On an up-to-date CentOS 7 system, I am running named-sdb (pulling domain records from MySQL), which is segfaulting randomly (after 3-8 hours or so it appears) in libmysqlclient (I've opened a bug).
Since this is an internal service, until the segfault can be addressed, I wanted systemd to restart it for me. I created a file called /etc/systemd/system/named-sdb-chroot.service.d/service.conf with:
[Service] Restart=always
in it. I did "systemctl daemon-reload" and restarted the service, but systemd is not restarting it. It knows it died, because that's in the log (and it ran the chroot cleanup service):
Aug 25 12:03:39 dnssql systemd: named-sdb-chroot.service: main process exited, code=killed, status=11/SEGV Aug 25 12:03:39 dnssql systemd: named-sdb-chroot.service: control process exited, code=exited status=1 Aug 25 12:03:39 dnssql systemd: Unit named-sdb-chroot.service entered failed state. Aug 25 12:03:39 dnssql systemd: named-sdb-chroot.service failed. Aug 25 12:03:39 dnssql systemd: Stopping Set-up/destroy chroot environment for named-sdb... Aug 25 12:03:39 dnssql systemd: Stopped Set-up/destroy chroot environment for named-sdb.

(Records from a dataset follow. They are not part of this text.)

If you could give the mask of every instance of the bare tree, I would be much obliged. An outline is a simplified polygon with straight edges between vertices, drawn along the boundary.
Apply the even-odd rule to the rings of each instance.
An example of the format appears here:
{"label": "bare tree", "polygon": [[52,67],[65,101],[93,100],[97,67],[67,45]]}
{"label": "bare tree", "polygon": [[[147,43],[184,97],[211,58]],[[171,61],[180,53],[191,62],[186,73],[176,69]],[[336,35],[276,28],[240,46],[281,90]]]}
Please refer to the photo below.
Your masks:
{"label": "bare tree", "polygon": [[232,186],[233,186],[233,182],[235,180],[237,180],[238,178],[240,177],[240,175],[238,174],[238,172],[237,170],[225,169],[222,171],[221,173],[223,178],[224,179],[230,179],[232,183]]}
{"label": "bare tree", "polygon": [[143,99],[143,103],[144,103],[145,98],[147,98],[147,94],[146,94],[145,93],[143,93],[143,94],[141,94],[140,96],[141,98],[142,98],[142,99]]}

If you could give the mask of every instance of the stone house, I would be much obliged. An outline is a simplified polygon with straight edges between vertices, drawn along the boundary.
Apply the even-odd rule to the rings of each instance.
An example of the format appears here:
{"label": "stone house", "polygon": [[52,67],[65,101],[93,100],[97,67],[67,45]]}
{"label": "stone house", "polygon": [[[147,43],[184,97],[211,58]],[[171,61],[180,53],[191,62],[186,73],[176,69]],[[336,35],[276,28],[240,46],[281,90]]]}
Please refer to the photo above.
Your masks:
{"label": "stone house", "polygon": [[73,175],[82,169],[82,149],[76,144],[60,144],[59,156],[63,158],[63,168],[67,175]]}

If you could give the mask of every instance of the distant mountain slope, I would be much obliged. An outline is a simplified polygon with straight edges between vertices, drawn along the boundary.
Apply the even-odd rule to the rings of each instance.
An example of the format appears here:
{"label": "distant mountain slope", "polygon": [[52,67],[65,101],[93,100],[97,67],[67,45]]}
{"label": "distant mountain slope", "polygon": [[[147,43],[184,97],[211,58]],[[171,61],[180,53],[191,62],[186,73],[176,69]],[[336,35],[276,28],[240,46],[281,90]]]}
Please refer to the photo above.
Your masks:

I see the file listed in the output of systemd-delta, so I know it is being seen. Any idea why systemd isn't restarting it?
Once upon a time, Chris Adams linux@cmadams.net said:
Since this is an internal service, until the segfault can be addressed, I wanted systemd to restart it for me. I created a file called /etc/systemd/system/named-sdb-chroot.service.d/service.conf with:
[Service] Restart=always
<snip>
I see the file listed in the output of systemd-delta, so I know it is being seen. Any idea why systemd isn't restarting it?
Just for follow-up: the problem is apparently because of how systemd handles the interaction between named-sdb-chroot.service and named-sdb-chroot-setup.service - something about that (maybe the BindsTo in the -setup.service) keeps systemd from restarting the service.
For this particular setup, the chroot didn't really add significant security, so I dropped it for the "regular" named-sdb.service, and systemd does restart that on failure as expected.
Now back to the real bug - why does named-sdb segfault in libmysqlclient.so after a few hours...
On Aug 25, 2016, at 1:43 PM, Chris Adams linux@cmadams.net wrote:
named-sdb (pulling domain records from MySQL), which is segfaulting randomly
named-sdb used to be(~7+ years ago) single threaded only and would crash if threads were enabled. Did you change named to NOT thread? Does named-sdb still do single threaded only?
Once upon a time, Steven Tardy sjt5atra@gmail.com said:
On Aug 25, 2016, at 1:43 PM, Chris Adams linux@cmadams.net wrote:
named-sdb (pulling domain records from MySQL), which is segfaulting randomly
named-sdb used to be(~7+ years ago) single threaded only and would crash if threads were enabled. Did you change named to NOT thread? Does named-sdb still do single threaded only?
I'm just using it "out of the box" from the CentOS 7 bind-sdb RPM.
It was running okay, but the system hadn't been updated in a while (again, internal system), and after it was updated this week, named started crashing. I don't know if it's a problem on the BIND side or the MariaDB side - both were updated:
bind-sdb: 9.9.4-14.el7_0.1 -> 9.9.4-29.el7_2.3 mariadb-libs: 5.5.40-2.el7_0 -> 5.5.50-1.el7_2
Given the changes in bind-sdb are fairly minor (CVE patches), while mariadb-libs rebased to a new release (granted, minor version change), I'm more inclined to think that's where the problem lies, although it could just be a combination of the two.
Now that I think about it though - the VM running this was also updated from 1 CPU core to 2, so named-sdb probably went from one thread to two... maybe you're right. I'll check that out.